2000-174

Landrat / Parlament


Interpellation von Gerold M. Lusser: "Das Baselbiet im Belchenstau"



Geschäfte des Landrates || Hinweise und Erklärungen



Autor: Gerold M. Lusser, CVP

Eingereicht: 7. September 2000


Nr.: 2000-174





Die Sanierung der Belchen Autobahntunnel-Anlage ist eine unbestrittene Notwendigkeit und wird somit zur Tatsache. Sie bedingt, dass dadurch die eine Tunnelröhre vom September 2001 bis zum Juni 2002 dem Verkehr entzogen wird. Nach einer dreimonatigen Pause wird dann ab Oktober 2002 bis Juni 2003 die andere Röhre für den Durchgangsverkehr nicht zur Verfügung stehen. Es besteht kein Zweifel, dass der einstreifige Einröhren-Tunnel-Betrieb mit Gegenverkehr Auswirkungen auf den gesamten Verkehr auf der Nord-Süd-Juraachse für unseren Kanton haben wird. Szenarien, wie wir sie fast täglich von der Gotthard-Tunnelanlage erfahren, sind der Beweis dafür.

Das Verkehrsaufkommen auf den Nationalstrassen durch den Kanton Baselland zeigt nach wie vor steigende Tendenz. Der Güterverkehr auf der Strasse ist nach wie vor im Zunehmen begriffen. Eine weitere Zunahme des Schwerverkehrs bis zur 40 Tonnen Limite ist nach Abschluss der bilateralen Verträge zu erwarten. Diese Ausgangslage lässt Stau-Szenarien vermuten, die durchaus ein Ausmass annehmen können, die wir bis anhin noch nicht gewohnt sind. Somit wäre ein stockender Kolonnenverkehr ab Schweizerhalle nicht nur Utopie, sondern errechenbare grosse Wahrscheinlichkeit. Es ergeben sich daraus zwangsläufig zusätzliche Belastungen unseres kantonalen Strassennetzes, sowohl für den Nahverkehr, wie auch für den alternativen Durchgangsverkehr über die Jurahöhen ins Mittelland. Diese zusätzliche, den ganzen Kanton grossräumig belegende Verkehrsbelastung bedarf besonderer Massnahmen zum Schutze der Bevölkerung und ihres Lebensraumes im weitesten Sinne.

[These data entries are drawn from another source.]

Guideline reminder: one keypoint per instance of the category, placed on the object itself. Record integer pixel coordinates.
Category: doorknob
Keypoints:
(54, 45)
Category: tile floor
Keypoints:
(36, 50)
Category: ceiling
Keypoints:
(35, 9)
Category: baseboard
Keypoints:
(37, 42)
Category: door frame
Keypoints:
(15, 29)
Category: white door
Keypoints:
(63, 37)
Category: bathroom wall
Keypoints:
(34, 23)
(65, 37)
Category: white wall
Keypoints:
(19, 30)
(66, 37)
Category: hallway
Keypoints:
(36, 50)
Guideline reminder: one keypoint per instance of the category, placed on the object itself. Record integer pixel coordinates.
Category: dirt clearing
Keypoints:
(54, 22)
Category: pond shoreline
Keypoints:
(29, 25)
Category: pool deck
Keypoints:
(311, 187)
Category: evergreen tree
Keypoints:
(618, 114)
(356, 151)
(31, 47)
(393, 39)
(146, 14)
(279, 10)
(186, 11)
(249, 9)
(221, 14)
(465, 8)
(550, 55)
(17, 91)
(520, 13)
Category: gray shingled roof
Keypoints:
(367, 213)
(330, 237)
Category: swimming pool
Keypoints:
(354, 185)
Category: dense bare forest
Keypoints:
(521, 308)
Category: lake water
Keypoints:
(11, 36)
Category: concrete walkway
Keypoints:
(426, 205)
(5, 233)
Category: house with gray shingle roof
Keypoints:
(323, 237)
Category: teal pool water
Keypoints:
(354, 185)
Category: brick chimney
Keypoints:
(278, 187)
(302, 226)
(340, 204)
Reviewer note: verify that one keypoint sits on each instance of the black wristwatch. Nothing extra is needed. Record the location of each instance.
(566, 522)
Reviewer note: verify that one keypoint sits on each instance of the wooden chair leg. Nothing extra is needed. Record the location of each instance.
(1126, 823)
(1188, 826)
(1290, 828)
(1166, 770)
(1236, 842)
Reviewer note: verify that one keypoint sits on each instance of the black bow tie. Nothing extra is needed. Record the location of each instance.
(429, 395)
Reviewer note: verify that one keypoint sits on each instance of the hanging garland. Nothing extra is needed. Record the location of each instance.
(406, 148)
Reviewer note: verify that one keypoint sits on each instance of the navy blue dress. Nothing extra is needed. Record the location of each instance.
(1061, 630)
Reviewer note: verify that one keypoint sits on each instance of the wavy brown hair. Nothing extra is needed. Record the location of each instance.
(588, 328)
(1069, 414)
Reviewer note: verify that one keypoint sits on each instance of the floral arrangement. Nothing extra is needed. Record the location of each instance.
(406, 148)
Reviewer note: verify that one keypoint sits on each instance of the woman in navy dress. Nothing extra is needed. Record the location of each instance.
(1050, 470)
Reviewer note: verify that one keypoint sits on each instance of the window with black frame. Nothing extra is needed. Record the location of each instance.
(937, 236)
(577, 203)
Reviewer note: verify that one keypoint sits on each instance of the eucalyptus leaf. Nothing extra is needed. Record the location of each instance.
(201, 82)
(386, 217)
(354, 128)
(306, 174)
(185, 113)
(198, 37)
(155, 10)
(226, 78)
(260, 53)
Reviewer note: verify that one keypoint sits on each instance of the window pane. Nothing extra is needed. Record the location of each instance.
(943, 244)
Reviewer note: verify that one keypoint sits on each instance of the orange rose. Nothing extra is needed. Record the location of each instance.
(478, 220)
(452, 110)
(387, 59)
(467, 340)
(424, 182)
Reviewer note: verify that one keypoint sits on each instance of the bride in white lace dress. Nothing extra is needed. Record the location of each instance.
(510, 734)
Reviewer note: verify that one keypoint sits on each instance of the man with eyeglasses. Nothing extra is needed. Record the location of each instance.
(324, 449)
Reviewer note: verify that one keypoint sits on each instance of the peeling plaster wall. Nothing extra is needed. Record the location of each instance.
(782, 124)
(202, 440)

Es sind folglich seitens der Regierung und der Behörden zeitgerecht vorsorgliche Massnahmen zu treffen, um die Bevölkerung in ihrem Lebensraum über die belastenden Monate möglichst umfassend zu schützen. Dies ist insbesondere bedeutungsvoll, als dass bis dato die Schweiz, im Zentrum Europas mit wichtigen Verkehrsachsen, immer noch nicht über ein nationales Verkehrs-Lenkungsnetz verfügt.


Ich fordere daher den Regierungsrat des Kanton Basel-Landschaft auf, im Interesse der Gesamtbevölkerung zu folgenden Fragen Stellung zu nehmen:


1. Welche Massnahmen beabsichtigt die Regierung zu ergreifen, um die Bevölkerung unseres Kantons während der Sanierung der Belchentunnel-Nationalstrassen-Anlage vor den verkehrsbedingten belastenden Emissionen im weitesten Sinne zu schützen?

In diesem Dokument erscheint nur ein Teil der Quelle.